Rus kütüphanesinde Türk zenginliği
Osmanlı döneminden günümüze Türk edebiyatının nadide kitapları, Rusya Devlet Kütüphanesi Doğu Medeniyetleri Merkezi'ndeki Türkiye koleksiyonunda bulunuyor.
Rusya Devlet Kütüphanesi, Türk edebiyatının ilk ve nadide eserleri olma niteliği taşıyan kitapların zenginliğiyle dikkat çekiyor.
Osmanlı ve Cumhuriyet dönemindeki üst düzey yöneticilerin imzalarının ve notlarının görüldüğü bazı tarihi olaylara ilişkin belgeler de koleksiyonun parçaları arasında yer alıyor.
Kütüphanenin Doğu Medeniyetleri Merkezindeki Türkiye koleksiyonunun tarihi, kütüphanenin kurulduğu 1828 yılına dayanıyor. Türk yetkililerin Rusya'ya hediye ettiği ve aralarında Osmanlı Dönemi'nde basılan ilk 17 kitaptan 16'sı bulunuyor.
Kütüphanenin en zengin bölümlerinden biri olan Türkiye koleksiyonunda şu anda 15 bin kitap, 17 bin 500 dergi ile 10 yıllık gazetelerin arşivi yer alıyor.
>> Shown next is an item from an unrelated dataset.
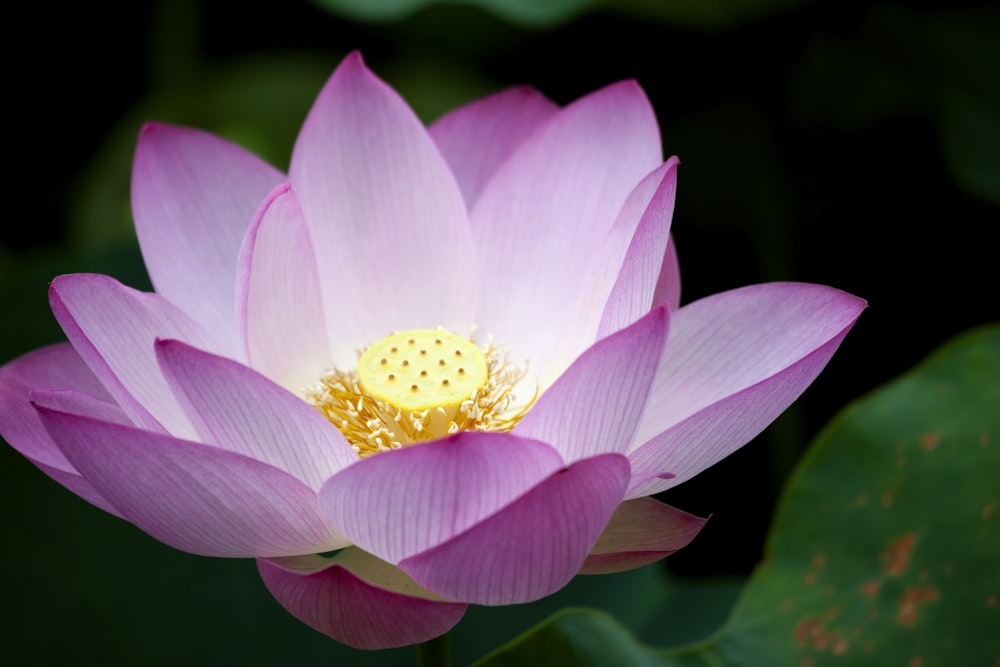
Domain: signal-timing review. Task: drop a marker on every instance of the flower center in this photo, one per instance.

Rusya Devlet Kütüphanesi'nin koleksiyonunda 1729 yılında İbrahim Müteferrika tarafından sadece bin adet basılan ilk kitap da bulunuyor. Bu, İsmail el-Cevheri’nin 10. yüzyılda yazdığı ve 16. yüzyılda "Vankulu" ismiyle tanınan Müderris Mehmed bin Mustafa el Vani tarafından Türkçeye çevrilmiş iki cilt şeklindeki "Kitab-ı Lügat-ı Vankulu" eseridir. İlk basılı kitap olmanın yanı sıra, basıldığı dönemde büyük ilgi gören ve hızlıca satılan eser, döneminin eğitimli kişileri tarafından başucu kitabı olarak rağbet görmüştü.
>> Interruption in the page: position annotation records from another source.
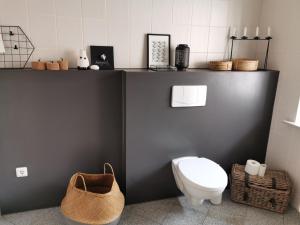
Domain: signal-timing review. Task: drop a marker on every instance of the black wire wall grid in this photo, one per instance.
(244, 38)
(18, 48)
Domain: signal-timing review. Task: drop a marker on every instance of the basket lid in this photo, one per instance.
(273, 179)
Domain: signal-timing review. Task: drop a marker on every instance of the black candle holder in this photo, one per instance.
(244, 38)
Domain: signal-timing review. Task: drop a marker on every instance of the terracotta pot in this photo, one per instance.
(52, 66)
(63, 64)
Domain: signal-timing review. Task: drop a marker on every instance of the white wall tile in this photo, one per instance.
(199, 39)
(43, 31)
(138, 30)
(69, 38)
(283, 147)
(162, 12)
(182, 12)
(201, 12)
(219, 14)
(218, 39)
(69, 32)
(118, 31)
(95, 32)
(41, 7)
(14, 13)
(68, 8)
(94, 9)
(198, 60)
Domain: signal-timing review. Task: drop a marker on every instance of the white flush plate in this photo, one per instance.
(21, 172)
(189, 96)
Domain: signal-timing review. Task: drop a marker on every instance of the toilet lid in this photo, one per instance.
(204, 173)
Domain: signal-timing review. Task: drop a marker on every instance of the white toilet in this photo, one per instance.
(199, 179)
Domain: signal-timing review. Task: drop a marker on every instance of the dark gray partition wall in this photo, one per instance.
(56, 123)
(232, 127)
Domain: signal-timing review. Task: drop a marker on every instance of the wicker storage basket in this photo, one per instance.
(271, 192)
(220, 65)
(93, 199)
(245, 64)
Kütüphanedeki bir başka nadide kitap ise Müslüman ülkede yayınlanan ilk resimli kitap özelliğini taşıyan ve Emir Muhammed bin Hasan-ül Mes’udi’nin yazdığı "Tarih-i Hind-i Garbi" kitabıdır. Dinde resmedilmesi yasak olmasına rağmen, insan ve hayvan resimleriyle süslenen bu kitabı İbrahim Müteferrika'nın o dönemde nasıl yayınlayabildiği halen sır niteliği taşıyor.
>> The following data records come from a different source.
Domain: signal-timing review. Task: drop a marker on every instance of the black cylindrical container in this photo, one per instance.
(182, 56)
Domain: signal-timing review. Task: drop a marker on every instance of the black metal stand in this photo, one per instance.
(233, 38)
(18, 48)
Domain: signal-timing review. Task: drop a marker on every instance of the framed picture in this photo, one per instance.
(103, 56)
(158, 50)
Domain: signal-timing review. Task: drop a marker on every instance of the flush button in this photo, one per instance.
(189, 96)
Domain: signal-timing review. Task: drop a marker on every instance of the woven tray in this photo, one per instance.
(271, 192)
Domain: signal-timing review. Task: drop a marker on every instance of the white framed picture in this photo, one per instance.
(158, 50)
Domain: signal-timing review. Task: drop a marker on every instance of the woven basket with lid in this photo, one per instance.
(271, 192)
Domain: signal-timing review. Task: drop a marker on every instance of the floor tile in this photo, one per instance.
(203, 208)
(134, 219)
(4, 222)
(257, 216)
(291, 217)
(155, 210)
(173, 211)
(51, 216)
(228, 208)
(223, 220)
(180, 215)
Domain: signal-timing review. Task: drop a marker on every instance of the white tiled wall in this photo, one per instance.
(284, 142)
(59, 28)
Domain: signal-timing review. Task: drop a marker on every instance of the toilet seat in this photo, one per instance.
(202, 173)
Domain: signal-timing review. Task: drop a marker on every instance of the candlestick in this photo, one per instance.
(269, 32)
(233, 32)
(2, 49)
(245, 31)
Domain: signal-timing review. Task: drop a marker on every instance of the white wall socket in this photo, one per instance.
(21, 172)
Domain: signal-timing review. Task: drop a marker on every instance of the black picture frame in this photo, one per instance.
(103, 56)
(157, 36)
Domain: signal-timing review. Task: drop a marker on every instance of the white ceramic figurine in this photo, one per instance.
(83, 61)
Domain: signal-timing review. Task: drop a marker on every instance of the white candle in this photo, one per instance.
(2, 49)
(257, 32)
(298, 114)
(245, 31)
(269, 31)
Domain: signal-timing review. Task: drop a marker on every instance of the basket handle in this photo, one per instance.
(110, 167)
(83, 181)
Katip Çelebi'nin "Cihannüma" eseri de koleksiyonun önemli parçalarından birini oluşturuyor. Kitabın orijinal baskısında hiçbir resim bulunmamasına karşın, Rusya İmparatorluğuna hediye edilen kitapta elle çizilmiş çok sayıda resim ve harita bulunuyor.
Doğu Medeniyetleri Merkezi, günümüzde Türkiye Kültür Bakanlığı ve Türkiye'nin Moskova Büyükelçiliği ile işbirliği yaparak kitap koleksiyonunu daha da zenginleştiriyor.